Coming from a pretty tight-knit family with a passion for mentally stimulating pastimes, I grew up playing a lot of board and tabletop games, but the inevitable “growing up” and the advent of shiny technological distractions drew me away from them (the games, not my family). Then for this past birthday, my wife gave me Carcassonne, one of the recent wave of “Euro-” or “German-style” boardgames that have been hugely successful with hardcore gamers, casual gamers and families alike.

I haven’t picked up my PS3 controller since.

Here’s my review…

In contrast to more traditional boardgames (like Monopoly or Sorry! or The Game of Life) that center around the rolling of dice and the movements of counters, German-style boardgames—so called because this type of game was born in the 1960s and ’70s in Germany, which seems to be the boardgaming capital of the world—focus more on strategy and social interaction than on luck and conflict.

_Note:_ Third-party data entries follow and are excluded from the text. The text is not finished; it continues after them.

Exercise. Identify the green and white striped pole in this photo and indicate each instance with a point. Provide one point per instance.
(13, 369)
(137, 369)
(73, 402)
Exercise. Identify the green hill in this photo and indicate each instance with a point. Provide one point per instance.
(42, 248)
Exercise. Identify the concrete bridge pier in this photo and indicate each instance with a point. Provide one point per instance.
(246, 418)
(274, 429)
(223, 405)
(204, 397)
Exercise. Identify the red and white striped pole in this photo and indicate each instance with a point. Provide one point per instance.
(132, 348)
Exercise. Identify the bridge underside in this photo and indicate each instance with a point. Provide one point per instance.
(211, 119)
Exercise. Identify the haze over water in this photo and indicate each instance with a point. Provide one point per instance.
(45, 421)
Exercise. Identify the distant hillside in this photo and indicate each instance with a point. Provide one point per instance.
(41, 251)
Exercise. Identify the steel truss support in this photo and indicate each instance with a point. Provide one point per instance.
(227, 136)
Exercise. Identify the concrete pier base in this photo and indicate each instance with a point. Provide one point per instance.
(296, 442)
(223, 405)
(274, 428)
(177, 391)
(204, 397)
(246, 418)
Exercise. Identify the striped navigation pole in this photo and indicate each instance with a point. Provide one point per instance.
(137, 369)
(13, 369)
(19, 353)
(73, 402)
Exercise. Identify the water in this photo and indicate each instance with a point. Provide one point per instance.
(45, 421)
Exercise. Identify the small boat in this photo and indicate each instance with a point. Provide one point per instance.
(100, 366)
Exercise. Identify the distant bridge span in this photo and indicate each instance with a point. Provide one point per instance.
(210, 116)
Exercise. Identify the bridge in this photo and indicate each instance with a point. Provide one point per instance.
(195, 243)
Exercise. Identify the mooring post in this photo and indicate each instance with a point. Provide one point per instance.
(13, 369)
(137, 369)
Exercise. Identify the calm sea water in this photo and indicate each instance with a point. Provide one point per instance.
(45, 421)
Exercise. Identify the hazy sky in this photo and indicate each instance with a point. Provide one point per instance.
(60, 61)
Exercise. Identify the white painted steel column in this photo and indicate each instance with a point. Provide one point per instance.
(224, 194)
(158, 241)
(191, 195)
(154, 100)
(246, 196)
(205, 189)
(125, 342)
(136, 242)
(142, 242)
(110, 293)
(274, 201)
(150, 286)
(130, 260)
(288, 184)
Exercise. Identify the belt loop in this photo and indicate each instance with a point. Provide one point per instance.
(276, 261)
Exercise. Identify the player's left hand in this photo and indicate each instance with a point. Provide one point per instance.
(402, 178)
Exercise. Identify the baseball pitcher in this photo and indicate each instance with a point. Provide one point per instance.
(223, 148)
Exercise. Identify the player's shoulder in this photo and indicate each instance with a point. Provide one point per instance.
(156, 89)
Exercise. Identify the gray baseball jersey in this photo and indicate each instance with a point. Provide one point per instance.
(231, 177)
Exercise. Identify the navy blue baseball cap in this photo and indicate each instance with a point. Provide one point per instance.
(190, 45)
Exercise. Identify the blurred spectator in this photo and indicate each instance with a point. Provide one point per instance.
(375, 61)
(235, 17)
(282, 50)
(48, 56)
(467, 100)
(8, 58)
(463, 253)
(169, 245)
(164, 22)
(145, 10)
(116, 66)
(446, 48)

Named for a medieval city in southern France famed for its fortified walls, Carcassonne is one of those games that is simple to learn—my wife’s grandparents, two octogenarians who had never played a Eurogame before, picked it up in less than an hour— but nuanced enough to offer a consistently interesting experience to players of all ages through frequent replays.

Carcassonne

Laying down some road

The gameplay is relatively straightforward. The players take turns randomly drawing tiles that depict bits of landscape and laying them down to cooperatively create a different game board map every time the game is played. The only requirement is that the terrain features of the tile being played match the edges of tiles adjacent to it. My inner jigsaw puzzle enthusiast approves. They must also use a limited supply of person-shaped wooden markers (called “followers” or, colloquially, “meeples”) to claim features of the emerging landscape for points; for instance, a completed road will award one point per tile it traverses for the player claiming it, while completed cities score two points per tile for their claimants.

Carcassonne

Followers doing what followers do

The challenge lies in resource management. You can pin your hopes on making a city you’ve claimed gargantuan, blowing everybody else out of the water in one fell swoop, but I’ve played more than one game in which the tiles I needed to finish that giant metropolis and reap a windfall of points just never turned up. Likewise, deciding whether to complete a city as soon as possible (potentially giving up a cornucopia of points) to reclaim a meeple or expend him on farmland—where he must remain until game’s end—can be agonizing, especially for one’s fellow players since the rules do not include a time limit on dithering or hemming and hawing.

The basic game is designed for two to five players and takes about 45 to 60 minutes to play out. In the twelve years since its initial release, there have been numerous expansions which add more types of tiles and followers, thus expanding the variety of ways to score points and also—because the game ends when all the available tiles have been played—extending the length of the game. The first of the expansions, 2002’s Inns and Cathedrals, added meeples for a sixth player as well.

Carcassonne

Meeples!

It isn’t only the ease of learning that makes Carcassonne (and other games of its ilk) great for families and casual gamers; there are also the facts that the play is at least partially cooperative, allowing any group to make a game as friendly or cutthroat as they find enjoyable, and that no player is ever eliminated before the end of the game. The various gameplay elements added by the expansions mean that there’s always a way to spice the game up if you want to, and also that it’s customizable to whatever extent maximizes your enjoyment of it.

Carcassonne is the work of one Klaus-Jürgen Wrede—one of the really nice things about German-style boardgames is that the games’ designers are credited and rewarded for their creative efforts—and won several Game of the Year awards the year it was released. It has deservedly been a smash hit here in the States, and has become a popular “gateway game”, a game that introduces folks to the German-style boardgame and thus leads them to others like The Settlers of Catan, Puerto Rico, and Ticket to Ride.

CarcassonneI’ll probably get to those others before too long, but for now they’ll have to wait. I’m having too much fun with Carcassonne. If you’re looking for an interesting way to spend time with friends or loved ones, and need to get away from the modern world’s numerous digital emanations and electronic distractions, I cannot recommend Carcassonne highly enough.